Un hiver à Majorque/Chapitre 11

◄  III.
V.  ►

IV.

LE COUVENT DE L’INQUISITION.

Parmi les décombres d’un couvent ruiné, deux hommes se rencontrèrent à la clarté sereine de la lune. L’un semblait à la fleur de l’âge, l’autre courbé sous le poids des années, et pourtant celui-là était le plus jeune des deux.

Tous deux tressaillirent en se trouvant face à face ; car la nuit était avancée, la rue déserte, et l’heure sonnait lugubre et lente au clocher de la cathédrale.

Celui qui paraissait vieux prit le premier la parole :

« Qui que tu sois, dit-il, homme, ne crains rien de moi ; je suis faible et brisé : n’attends rien de moi non plus, car je suis pauvre et nu sur la terre.

— Ami, répondit le jeune homme, je ne suis hostile qu’à ceux qui m’attaquent, et, comme toi, je suis trop pauvre pour craindre les voleurs.

— Frère, reprit l’homme aux traits flétris, pourquoi donc as-tu tressailli tout à l’heure à mon approche ?

— Parce que je suis un peu superstitieux, comme tous les artistes, et que je t’ai pris pour le spectre d’un de ces moines qui ne sont plus, et dont nous foulons les tombes brisées.
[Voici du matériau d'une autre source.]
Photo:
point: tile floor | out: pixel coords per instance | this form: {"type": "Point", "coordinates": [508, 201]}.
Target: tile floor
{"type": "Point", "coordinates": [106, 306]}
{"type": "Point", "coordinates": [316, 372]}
Et toi, l’ami, pourquoi as-tu également frémi à mon approche ?

— Parce que je suis très-superstitieux, comme tous les moines, et que je t’ai pris pour le spectre d’un de ces moines qui m’ont renfermé vivant dans les tombes que tu foules.
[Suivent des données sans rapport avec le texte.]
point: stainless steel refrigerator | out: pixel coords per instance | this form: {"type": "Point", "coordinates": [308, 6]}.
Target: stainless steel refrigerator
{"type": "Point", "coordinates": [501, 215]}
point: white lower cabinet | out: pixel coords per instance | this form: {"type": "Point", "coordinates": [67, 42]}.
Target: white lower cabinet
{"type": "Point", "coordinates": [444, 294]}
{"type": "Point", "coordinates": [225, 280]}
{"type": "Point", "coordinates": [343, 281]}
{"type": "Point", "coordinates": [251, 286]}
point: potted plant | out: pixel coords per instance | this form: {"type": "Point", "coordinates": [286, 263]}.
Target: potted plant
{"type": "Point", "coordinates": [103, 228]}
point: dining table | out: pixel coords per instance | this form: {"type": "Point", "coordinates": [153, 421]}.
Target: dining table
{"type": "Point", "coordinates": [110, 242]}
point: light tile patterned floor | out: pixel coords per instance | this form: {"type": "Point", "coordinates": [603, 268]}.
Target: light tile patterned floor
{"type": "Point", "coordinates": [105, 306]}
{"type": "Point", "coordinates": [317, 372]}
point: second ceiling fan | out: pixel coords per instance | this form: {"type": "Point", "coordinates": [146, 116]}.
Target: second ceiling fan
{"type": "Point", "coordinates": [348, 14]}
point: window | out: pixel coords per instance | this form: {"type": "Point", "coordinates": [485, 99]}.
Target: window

— Que dis-tu ? Es-tu donc un de ces hommes que j’ai avidement et vainement cherchés sur le sol de l’Espagne ?

— Tu ne nous trouveras plus nulle part à la clarté du soleil ; mais, dans les ombres de la nuit, tu pourras nous rencontrer encore. Maintenant ton attente est remplie ; que veux-tu faire d’un moine ?

— Le regarder, l’interroger, mon père ; graver ses traits dans ma mémoire, afin de les retracer par la peinture ; recueillir ses paroles, afin de les redire à mes compatriotes ; le connaître enfin, pour me pénétrer de ce qu’il y a de mystérieux, de poétique et de grand dans la personne du moine et dans la vie du cloître.

— D’où te vient, ô voyageur ! l’étrange idée que tu te fais de ces choses ? N’es-tu pas d’un pays où la domination des papes est abattue, les moines proscrits, les cloîtres supprimés ?

— Il est encore parmi nous des âmes religieuses envers le passé, et des imaginations ardentes frappées de la poésie du moyen âge. Tout ce qui peut nous en apporter un faible parfum, nous le cherchons, nous le vénérons, nous l’adorons presque. Ah ! ne crois pas, mon père, que nous soyons tous des profanateurs aveugles. Nous autres artistes, nous haïssons ce peuple brutal qui souille et brise tout ce qu’il touche. Bien loin de ratifier ses arrêts de meurtre et de destruction, nous nous efforçons dans nos tableaux, dans nos poésies, sur nos théâtres, dans toutes nos œuvres enfin, de rendre la vie aux vieilles traditions, et de ranimer l’esprit de mysticisme qui engendra l’art chrétien, cet enfant sublime !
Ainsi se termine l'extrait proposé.